Saturday, January 9, 2016: 11:50 AM
Room A601 (Atlanta Marriott Marquis)
Elizabeth Urban, West Chester University
 This paper investigates two slave-prostitutes who lived in Arabia during the advent of Islam: Muʿâdha, the slave of ʿAbdallâh ibn Ubayy in Medina, and Sumayya, the slave of al-Ḥârith ibn Kalada in Ṭâʾif. I analyze a variety of early Islamic sources—Quranic exegeses, biographical dictionaries, and annals—to recover the stories of these women. Doing so sheds invaluable light on the practice of prostitution in Arabia, as well as early Islamic conceptions of individual agency, social justice, and female sexuality. 

 Muʿâdha appears in exegeses of Quranic verse 24:33, "...But do not force your female slaves into prostitution when they desire chastity...." The exegetes recount how Muʿâdha converted to Islam and affirmed control over her body. In contrast, Sumayya is presented as a lascivious woman who "does not repel a groping hand." The narrative histories associate her with infamy and paternity battles concerning her children. However, her children may have benefited from her foreign background, as they seem to have been bilingual and thus to have secured government positions as the Islamic empire spread into non-Arab lands.

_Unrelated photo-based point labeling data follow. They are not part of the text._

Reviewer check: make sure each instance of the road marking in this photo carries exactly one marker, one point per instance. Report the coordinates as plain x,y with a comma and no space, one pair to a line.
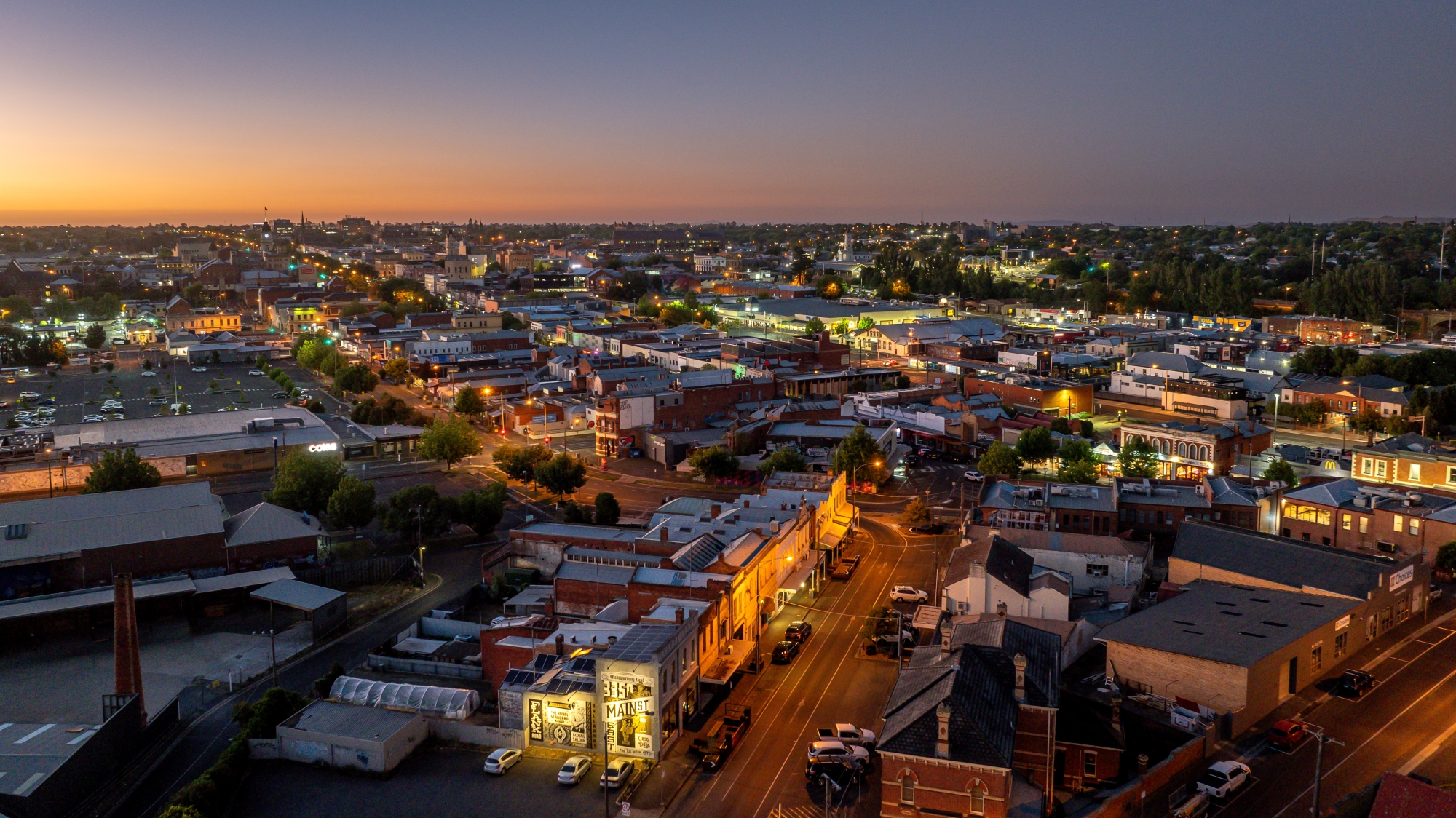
1431,750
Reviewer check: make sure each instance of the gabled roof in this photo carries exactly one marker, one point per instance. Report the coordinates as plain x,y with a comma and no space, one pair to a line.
1288,563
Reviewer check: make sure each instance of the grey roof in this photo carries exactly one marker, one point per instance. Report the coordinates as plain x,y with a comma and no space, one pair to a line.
1228,624
981,692
267,523
1288,563
590,573
643,643
76,523
298,595
350,721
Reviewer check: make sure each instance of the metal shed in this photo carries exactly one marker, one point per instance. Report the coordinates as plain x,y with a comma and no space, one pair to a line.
325,608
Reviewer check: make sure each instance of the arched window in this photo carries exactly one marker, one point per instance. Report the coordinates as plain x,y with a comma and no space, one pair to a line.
978,798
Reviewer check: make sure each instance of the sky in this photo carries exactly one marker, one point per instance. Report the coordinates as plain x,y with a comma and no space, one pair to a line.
608,113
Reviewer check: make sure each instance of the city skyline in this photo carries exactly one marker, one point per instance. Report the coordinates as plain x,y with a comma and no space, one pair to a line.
174,114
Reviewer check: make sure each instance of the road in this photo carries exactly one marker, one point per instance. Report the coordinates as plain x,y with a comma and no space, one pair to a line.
828,683
1404,724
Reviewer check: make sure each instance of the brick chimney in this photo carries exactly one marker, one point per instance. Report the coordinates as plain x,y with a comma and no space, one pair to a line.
1020,660
943,730
126,643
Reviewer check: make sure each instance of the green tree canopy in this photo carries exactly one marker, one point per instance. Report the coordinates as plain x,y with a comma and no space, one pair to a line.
1001,459
352,506
608,510
784,461
1138,459
305,483
713,464
451,440
122,471
563,475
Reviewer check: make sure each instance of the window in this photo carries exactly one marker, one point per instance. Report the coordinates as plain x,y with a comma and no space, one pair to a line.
979,800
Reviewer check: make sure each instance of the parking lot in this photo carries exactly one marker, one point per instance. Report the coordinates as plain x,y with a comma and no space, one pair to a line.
78,392
436,782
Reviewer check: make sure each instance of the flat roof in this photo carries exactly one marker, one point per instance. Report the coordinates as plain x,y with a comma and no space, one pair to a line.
298,595
350,721
30,753
55,528
203,433
1228,624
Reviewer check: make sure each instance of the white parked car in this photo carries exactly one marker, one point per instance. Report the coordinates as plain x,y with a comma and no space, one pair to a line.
838,750
908,595
574,771
502,761
1224,778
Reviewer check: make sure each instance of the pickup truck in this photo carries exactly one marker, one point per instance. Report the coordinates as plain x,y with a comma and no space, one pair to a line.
723,736
845,567
850,734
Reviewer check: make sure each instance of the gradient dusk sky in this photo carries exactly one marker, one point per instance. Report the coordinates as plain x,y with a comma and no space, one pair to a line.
1154,113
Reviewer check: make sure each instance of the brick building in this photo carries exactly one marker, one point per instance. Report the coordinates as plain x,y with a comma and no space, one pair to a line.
970,727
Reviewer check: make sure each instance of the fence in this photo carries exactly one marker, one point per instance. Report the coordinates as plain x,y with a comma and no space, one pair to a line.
360,573
424,667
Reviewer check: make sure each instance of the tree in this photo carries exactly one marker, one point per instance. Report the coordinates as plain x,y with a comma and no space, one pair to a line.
451,440
1138,459
398,370
608,509
784,461
468,402
357,379
352,504
1281,471
521,464
563,475
713,464
305,483
1036,446
483,510
855,452
419,510
917,513
122,471
1368,421
1080,464
1001,459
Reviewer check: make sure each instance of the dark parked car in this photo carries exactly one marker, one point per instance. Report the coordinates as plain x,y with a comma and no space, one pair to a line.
1353,683
786,651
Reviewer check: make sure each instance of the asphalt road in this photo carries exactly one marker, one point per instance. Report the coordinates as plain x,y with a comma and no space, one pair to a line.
828,683
1406,723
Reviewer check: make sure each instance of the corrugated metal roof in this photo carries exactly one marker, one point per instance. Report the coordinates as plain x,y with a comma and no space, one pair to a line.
69,525
298,595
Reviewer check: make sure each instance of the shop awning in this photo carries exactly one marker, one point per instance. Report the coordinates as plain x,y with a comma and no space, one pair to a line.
727,664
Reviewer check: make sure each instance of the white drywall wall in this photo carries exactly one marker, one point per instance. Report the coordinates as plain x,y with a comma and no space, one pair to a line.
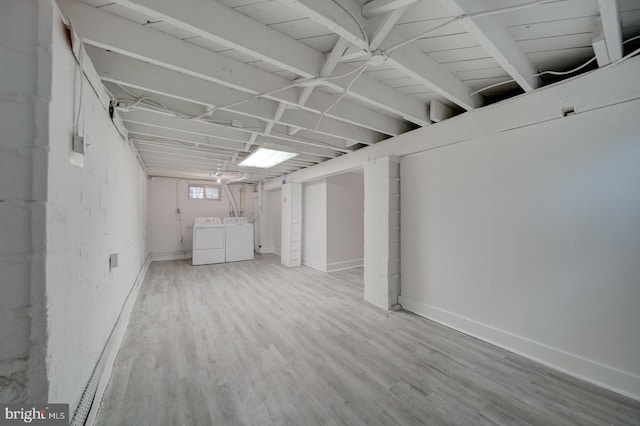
314,224
531,239
345,221
25,87
166,227
96,206
271,222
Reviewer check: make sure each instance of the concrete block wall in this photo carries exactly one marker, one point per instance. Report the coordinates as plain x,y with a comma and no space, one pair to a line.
382,231
96,206
25,89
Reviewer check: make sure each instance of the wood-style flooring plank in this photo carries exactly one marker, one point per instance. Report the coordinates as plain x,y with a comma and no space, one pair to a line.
257,343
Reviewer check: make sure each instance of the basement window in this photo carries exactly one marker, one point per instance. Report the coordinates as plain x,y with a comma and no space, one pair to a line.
204,192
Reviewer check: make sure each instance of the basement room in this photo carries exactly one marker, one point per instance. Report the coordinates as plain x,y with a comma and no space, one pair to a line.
320,212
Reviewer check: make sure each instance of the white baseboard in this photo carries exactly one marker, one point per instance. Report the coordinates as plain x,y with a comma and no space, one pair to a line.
322,267
345,264
604,376
170,255
115,340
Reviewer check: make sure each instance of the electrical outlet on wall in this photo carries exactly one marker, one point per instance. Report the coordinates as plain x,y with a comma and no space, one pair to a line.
78,144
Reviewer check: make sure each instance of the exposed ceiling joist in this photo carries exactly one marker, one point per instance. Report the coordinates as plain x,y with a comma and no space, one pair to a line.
318,154
408,59
610,19
494,37
385,27
204,168
205,163
221,24
142,75
327,69
223,122
381,7
190,152
107,31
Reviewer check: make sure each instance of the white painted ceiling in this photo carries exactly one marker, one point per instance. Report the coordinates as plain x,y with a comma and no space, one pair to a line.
202,83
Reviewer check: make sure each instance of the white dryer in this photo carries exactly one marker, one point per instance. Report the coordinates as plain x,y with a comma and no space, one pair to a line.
208,241
238,239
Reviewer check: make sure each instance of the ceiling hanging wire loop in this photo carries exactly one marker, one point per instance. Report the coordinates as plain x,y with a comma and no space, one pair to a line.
470,16
568,72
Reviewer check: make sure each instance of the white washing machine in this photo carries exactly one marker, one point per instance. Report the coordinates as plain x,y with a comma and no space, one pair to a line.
208,241
238,239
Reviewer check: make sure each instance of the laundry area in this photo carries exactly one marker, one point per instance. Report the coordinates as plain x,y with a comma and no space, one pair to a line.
222,226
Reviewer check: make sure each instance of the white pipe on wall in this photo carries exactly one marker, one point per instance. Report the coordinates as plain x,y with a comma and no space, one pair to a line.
231,199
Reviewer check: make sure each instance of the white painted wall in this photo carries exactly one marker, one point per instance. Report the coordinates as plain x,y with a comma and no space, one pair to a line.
165,231
530,239
382,231
314,224
25,87
345,221
333,222
271,222
96,206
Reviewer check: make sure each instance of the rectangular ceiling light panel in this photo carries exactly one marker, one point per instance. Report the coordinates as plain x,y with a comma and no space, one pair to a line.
265,158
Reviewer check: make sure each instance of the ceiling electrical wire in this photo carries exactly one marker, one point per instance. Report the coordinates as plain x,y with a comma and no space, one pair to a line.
469,16
571,71
361,70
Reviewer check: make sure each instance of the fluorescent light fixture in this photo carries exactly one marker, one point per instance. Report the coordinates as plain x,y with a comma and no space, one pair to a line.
265,158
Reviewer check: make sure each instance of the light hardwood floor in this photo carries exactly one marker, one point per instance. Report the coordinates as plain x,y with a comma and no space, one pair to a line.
257,343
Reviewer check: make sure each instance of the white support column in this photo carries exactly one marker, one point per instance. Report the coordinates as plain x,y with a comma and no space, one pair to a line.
382,231
291,240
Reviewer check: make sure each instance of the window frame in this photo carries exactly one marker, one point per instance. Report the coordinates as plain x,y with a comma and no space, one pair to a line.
204,187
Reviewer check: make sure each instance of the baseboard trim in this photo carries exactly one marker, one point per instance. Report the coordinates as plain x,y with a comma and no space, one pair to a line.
169,255
115,340
610,378
345,264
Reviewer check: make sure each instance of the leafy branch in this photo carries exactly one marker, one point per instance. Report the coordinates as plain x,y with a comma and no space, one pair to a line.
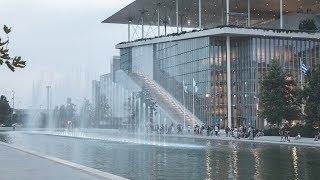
5,58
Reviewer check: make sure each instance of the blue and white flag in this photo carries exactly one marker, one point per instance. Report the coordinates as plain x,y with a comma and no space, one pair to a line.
195,87
303,67
185,88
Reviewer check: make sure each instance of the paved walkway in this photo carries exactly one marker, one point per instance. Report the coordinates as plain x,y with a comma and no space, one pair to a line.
264,139
21,165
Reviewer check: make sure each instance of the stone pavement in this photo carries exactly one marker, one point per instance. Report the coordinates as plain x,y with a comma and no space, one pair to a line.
22,165
265,139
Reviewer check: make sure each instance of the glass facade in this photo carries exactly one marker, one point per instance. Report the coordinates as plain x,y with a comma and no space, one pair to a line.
204,60
252,58
126,59
181,62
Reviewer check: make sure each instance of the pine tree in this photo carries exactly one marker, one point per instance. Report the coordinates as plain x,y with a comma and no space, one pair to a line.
278,96
312,94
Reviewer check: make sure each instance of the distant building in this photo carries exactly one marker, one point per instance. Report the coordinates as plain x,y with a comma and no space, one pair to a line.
95,92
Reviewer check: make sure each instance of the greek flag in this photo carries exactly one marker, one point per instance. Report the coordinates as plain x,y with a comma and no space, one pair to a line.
194,84
185,88
303,67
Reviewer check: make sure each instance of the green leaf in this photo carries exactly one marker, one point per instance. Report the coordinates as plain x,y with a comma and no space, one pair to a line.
10,66
6,29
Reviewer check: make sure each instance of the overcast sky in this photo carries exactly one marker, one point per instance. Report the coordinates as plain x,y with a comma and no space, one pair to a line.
59,39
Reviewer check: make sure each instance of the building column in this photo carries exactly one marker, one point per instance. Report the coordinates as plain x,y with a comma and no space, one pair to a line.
200,15
281,14
129,31
229,82
142,24
249,14
159,19
177,15
228,12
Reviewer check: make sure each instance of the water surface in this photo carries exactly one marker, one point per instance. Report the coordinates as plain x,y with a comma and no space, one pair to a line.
177,158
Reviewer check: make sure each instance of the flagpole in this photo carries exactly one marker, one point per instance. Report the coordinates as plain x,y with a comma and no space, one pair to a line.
193,89
184,113
301,75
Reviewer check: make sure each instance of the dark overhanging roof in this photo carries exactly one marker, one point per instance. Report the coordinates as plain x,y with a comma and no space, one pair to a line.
213,11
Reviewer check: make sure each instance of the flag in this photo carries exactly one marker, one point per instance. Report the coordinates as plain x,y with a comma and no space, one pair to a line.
303,67
195,87
185,88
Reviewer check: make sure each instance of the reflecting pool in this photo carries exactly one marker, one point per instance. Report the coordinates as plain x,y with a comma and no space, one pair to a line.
177,158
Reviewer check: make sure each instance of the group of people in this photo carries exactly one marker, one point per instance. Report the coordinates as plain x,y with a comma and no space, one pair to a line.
243,132
166,129
210,130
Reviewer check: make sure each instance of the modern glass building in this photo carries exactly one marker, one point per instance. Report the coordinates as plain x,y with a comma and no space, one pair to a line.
222,47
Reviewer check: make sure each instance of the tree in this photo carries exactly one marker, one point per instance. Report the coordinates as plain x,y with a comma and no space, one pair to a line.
277,98
311,96
86,114
5,58
5,111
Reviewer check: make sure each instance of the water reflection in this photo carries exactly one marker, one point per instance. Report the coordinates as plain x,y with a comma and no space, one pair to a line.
217,160
235,161
257,163
209,159
295,163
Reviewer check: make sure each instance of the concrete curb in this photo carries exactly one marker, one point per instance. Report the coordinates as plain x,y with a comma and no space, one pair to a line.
85,169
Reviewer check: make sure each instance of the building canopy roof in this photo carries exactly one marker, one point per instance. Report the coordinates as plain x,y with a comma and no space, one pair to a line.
213,11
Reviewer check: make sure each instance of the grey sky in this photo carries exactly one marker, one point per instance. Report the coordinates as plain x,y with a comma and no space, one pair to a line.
58,38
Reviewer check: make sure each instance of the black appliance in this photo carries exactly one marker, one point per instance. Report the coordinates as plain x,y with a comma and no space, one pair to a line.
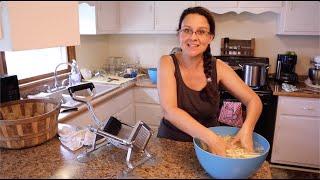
266,122
9,88
285,70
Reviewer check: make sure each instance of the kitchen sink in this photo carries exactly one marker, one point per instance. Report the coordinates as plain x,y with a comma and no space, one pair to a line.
67,101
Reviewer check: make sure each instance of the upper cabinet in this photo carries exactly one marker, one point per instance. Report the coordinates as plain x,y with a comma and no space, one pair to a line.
110,17
99,17
167,14
136,16
300,18
256,7
36,24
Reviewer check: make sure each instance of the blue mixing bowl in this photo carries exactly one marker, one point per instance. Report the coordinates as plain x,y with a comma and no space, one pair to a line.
229,168
152,72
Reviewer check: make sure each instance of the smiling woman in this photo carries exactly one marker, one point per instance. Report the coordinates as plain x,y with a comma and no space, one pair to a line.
31,65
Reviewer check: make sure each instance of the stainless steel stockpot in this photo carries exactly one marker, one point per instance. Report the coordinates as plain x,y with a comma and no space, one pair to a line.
254,74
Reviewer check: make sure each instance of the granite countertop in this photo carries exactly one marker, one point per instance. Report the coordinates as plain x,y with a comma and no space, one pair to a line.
303,90
171,159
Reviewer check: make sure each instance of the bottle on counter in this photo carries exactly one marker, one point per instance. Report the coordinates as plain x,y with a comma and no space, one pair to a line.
75,75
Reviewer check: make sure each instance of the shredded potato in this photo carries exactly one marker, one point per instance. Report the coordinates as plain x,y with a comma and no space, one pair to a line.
236,151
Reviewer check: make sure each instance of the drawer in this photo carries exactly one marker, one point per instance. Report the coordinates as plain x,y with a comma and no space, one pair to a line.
146,95
299,106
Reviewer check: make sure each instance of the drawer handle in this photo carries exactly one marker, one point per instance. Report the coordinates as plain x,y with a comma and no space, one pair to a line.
308,108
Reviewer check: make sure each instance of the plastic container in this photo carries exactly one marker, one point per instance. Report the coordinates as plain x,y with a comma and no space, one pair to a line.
229,168
152,72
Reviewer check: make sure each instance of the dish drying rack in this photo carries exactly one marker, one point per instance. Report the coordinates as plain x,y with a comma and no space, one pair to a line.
106,133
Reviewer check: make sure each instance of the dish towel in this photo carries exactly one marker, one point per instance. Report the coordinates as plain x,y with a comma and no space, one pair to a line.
231,114
74,139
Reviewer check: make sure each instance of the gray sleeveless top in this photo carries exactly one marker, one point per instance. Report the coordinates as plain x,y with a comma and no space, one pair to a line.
189,100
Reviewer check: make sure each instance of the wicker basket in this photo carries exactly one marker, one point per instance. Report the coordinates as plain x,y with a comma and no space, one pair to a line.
26,123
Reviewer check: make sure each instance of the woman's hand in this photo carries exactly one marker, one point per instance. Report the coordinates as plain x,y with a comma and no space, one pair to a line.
245,137
217,146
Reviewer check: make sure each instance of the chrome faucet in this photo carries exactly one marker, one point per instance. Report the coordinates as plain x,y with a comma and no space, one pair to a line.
55,75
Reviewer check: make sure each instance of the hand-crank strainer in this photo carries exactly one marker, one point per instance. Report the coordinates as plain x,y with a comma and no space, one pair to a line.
137,140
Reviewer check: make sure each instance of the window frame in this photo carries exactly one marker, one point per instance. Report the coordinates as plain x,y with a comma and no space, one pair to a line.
71,54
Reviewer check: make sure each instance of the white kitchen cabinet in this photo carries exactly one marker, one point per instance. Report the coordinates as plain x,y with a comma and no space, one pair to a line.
297,139
37,25
136,16
167,14
127,115
99,17
256,7
147,106
300,18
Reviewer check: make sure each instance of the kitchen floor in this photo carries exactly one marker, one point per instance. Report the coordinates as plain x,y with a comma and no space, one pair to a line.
280,173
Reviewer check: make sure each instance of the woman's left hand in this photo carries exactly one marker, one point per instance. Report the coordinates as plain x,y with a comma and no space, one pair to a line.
245,137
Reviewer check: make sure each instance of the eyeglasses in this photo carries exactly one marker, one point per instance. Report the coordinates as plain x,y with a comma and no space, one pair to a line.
189,32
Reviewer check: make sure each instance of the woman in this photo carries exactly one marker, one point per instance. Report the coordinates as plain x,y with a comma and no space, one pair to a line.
188,87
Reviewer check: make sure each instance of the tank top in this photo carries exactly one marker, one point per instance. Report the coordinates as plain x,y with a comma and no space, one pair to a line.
189,100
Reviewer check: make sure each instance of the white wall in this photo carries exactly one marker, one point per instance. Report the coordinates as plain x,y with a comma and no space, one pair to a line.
94,50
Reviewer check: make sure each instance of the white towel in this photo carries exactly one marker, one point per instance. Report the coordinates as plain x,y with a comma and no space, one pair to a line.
74,139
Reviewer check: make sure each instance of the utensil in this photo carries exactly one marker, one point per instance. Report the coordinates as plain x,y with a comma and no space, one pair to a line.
137,140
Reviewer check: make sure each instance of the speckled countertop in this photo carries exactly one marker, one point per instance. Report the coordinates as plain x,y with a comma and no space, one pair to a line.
303,90
171,159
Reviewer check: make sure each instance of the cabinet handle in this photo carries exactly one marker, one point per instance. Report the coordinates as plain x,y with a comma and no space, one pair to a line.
308,108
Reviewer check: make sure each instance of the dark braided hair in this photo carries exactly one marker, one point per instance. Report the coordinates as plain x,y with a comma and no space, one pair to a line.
207,93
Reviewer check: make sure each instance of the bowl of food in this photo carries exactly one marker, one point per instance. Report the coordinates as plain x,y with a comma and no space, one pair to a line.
238,163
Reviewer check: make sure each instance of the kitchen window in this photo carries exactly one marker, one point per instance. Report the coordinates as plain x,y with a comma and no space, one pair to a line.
32,65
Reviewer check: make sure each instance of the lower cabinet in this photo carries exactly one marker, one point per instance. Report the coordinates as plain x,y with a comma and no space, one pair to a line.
297,139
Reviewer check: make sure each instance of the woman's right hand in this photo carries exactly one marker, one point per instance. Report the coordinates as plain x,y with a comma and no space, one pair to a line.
217,146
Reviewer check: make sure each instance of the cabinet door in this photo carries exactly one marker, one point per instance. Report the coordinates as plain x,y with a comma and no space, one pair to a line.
149,113
39,24
136,16
108,16
167,14
87,18
296,141
300,18
127,115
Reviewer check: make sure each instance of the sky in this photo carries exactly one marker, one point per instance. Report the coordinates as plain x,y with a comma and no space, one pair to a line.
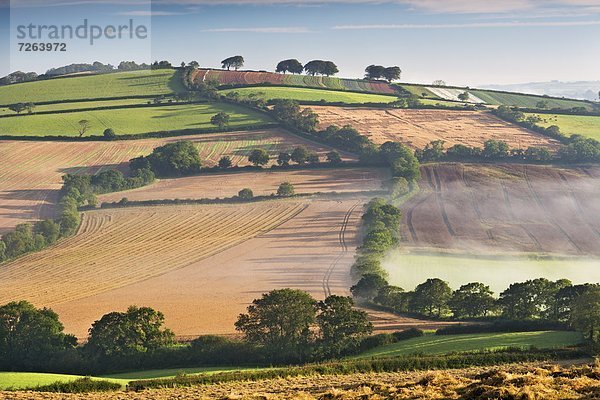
463,42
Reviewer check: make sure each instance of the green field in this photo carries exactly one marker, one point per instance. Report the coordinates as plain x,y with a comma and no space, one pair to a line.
121,84
129,121
433,344
300,94
522,100
573,124
78,106
409,270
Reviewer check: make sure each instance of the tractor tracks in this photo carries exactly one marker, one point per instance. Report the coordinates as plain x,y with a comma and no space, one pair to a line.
344,250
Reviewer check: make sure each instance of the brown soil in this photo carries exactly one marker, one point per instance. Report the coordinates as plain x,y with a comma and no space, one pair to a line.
417,128
31,171
505,208
262,184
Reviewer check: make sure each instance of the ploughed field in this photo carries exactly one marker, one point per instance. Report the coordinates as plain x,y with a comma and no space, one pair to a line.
505,208
516,381
417,128
264,183
31,174
200,265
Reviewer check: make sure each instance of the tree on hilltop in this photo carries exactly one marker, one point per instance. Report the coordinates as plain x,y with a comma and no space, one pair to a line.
294,66
235,62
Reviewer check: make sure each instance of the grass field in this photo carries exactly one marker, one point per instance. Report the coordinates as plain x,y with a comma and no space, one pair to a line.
79,105
93,87
588,126
300,94
409,270
129,121
433,344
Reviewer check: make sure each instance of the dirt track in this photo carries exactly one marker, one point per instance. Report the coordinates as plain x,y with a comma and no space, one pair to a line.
505,208
417,128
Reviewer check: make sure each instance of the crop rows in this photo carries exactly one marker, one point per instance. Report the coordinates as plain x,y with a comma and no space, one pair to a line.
323,82
115,248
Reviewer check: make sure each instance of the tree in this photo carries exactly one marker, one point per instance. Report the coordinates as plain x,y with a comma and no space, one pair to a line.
283,159
280,321
225,162
299,155
286,189
585,314
235,62
368,286
109,134
221,120
374,71
334,157
341,326
30,336
472,300
259,157
463,96
122,334
84,126
294,66
246,194
431,297
391,74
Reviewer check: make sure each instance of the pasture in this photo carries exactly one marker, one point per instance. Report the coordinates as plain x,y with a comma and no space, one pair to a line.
300,94
31,177
111,85
417,128
588,126
129,120
444,344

 Taken together, these women paint a nuanced picture of early Islamic society. While some sources champion the agency of the individual slave-prostitute, giving remarkable voice to a lowly element of society, they do not challenge the institution of slave-prostitution itself. Discourses about slave-prostitution are also bound up with ideas about motherhood: fears of confused paternity and hopes of forging cross-cultural connections. By analyzing the stories of Muʿâdha and Sumayya, we can better understand early Islamic gender ideologies and appreciate how these ideologies changed to meet the needs of an expanding community.